Der Hinweis von Warren Buffet mag vielleicht abgedroschen klingen, behält aber seine Gültigkeit: „There’s class warfare, all right, but it’s my class, the rich class, that’s making war, and we’re winning.“ (in einem Interview in der New York Times vom 26.11.2006).

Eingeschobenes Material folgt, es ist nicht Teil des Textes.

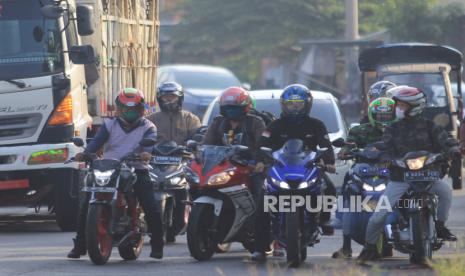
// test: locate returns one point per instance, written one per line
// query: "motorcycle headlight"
(103, 178)
(417, 163)
(192, 177)
(220, 178)
(367, 187)
(175, 180)
(380, 187)
(281, 184)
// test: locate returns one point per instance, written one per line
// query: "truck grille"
(19, 127)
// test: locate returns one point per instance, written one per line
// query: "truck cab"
(62, 64)
(428, 67)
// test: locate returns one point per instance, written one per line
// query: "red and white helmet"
(411, 95)
(130, 97)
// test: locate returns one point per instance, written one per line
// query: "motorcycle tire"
(199, 240)
(421, 244)
(223, 247)
(294, 237)
(131, 250)
(98, 237)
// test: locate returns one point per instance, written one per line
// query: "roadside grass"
(452, 266)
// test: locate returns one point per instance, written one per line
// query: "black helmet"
(170, 88)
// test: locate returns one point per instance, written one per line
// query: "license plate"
(99, 189)
(166, 159)
(422, 176)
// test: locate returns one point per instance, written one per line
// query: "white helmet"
(410, 95)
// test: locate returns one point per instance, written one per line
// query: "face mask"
(130, 116)
(400, 114)
(234, 113)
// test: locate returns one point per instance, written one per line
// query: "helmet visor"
(294, 106)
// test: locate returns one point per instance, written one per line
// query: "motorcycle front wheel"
(98, 237)
(199, 240)
(423, 250)
(296, 250)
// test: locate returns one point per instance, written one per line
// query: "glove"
(330, 168)
(454, 152)
(260, 167)
(79, 157)
(145, 157)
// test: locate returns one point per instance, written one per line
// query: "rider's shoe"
(78, 250)
(342, 254)
(444, 233)
(369, 253)
(258, 257)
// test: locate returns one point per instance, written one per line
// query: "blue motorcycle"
(295, 173)
(367, 178)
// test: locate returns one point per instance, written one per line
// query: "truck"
(433, 69)
(62, 64)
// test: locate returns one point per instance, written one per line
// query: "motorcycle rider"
(381, 113)
(295, 123)
(377, 89)
(118, 137)
(412, 132)
(178, 125)
(235, 119)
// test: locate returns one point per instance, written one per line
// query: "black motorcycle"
(412, 228)
(168, 178)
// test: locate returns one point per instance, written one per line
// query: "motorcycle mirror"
(192, 145)
(241, 148)
(147, 142)
(338, 143)
(78, 142)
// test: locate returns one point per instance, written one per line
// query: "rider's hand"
(342, 155)
(260, 167)
(330, 168)
(145, 157)
(79, 157)
(454, 152)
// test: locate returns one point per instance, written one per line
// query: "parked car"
(201, 83)
(325, 108)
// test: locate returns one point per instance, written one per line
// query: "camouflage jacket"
(415, 134)
(362, 135)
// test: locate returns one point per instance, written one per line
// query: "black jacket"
(310, 130)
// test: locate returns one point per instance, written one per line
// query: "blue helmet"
(296, 101)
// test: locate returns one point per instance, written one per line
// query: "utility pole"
(353, 83)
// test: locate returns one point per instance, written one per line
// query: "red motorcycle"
(114, 216)
(223, 206)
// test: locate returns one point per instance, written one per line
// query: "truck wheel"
(66, 200)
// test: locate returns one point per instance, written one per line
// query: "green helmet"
(253, 101)
(382, 112)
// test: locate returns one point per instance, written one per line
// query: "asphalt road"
(39, 248)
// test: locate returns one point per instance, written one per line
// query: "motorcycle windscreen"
(292, 153)
(105, 164)
(211, 156)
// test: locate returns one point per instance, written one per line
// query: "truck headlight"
(417, 163)
(175, 180)
(367, 187)
(380, 187)
(103, 178)
(220, 178)
(48, 156)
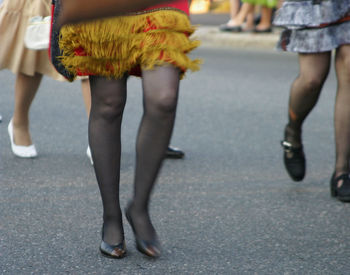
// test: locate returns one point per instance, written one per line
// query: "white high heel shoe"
(88, 153)
(21, 151)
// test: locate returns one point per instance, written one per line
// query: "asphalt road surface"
(227, 208)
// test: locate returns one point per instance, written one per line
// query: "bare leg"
(160, 88)
(342, 110)
(305, 91)
(240, 18)
(26, 88)
(234, 8)
(108, 101)
(265, 21)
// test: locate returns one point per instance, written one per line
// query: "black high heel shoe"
(294, 160)
(149, 248)
(112, 251)
(342, 193)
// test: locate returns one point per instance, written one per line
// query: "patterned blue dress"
(313, 26)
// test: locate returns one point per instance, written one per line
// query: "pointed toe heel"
(341, 192)
(117, 251)
(148, 248)
(294, 160)
(113, 251)
(18, 150)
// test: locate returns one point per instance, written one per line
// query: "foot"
(263, 28)
(174, 153)
(294, 160)
(145, 235)
(340, 186)
(116, 250)
(231, 26)
(18, 148)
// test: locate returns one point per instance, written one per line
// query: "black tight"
(342, 110)
(108, 99)
(160, 89)
(305, 91)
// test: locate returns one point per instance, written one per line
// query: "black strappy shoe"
(342, 193)
(294, 160)
(149, 248)
(117, 251)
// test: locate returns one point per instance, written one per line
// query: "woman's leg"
(85, 90)
(304, 92)
(234, 8)
(26, 88)
(265, 20)
(108, 99)
(342, 110)
(246, 10)
(160, 88)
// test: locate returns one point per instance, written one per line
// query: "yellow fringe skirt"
(128, 44)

In Frankreich werden gerade heftige Auseinandersetzungen bis hin zum Generalstreik geführt. Und zum wiederholten Mal geht es nicht nur um die Renten und Sozialausgaben. Sondern auch, worauf jüngst der Gewerkschaftsökonom und Präsident der linken Denkfabrik Fondation Copernic, Pierre Khalfa hingewiesen hat. Er zitiert den ehemaligen Vizepräsidenten des französischen Unternehmerverbandes Medef, Denis Kessler mit einem Satz aus dem Jahr 2007:

„Es geht darum, die zwischen 1944 und 1952 formulierten ‚Reformen‘ zu verlassen und mit Methode das gesamte Programm des Conseil nationale de la Résistance auseinanderzunehmen (…); ohne Ausnahme.“

Die unter dem Eindruck der Weltwirtschaftskrise und des zweiten Weltkriegs unter großen Mühen erreichten sozialen Zugeständnisse in Form des ‚Sozialstaats‘ werden von der Kapitalseite immer wieder aufs Neue zur Disposition gestellt. Auch das gehört zum Demokratie-Diskurs.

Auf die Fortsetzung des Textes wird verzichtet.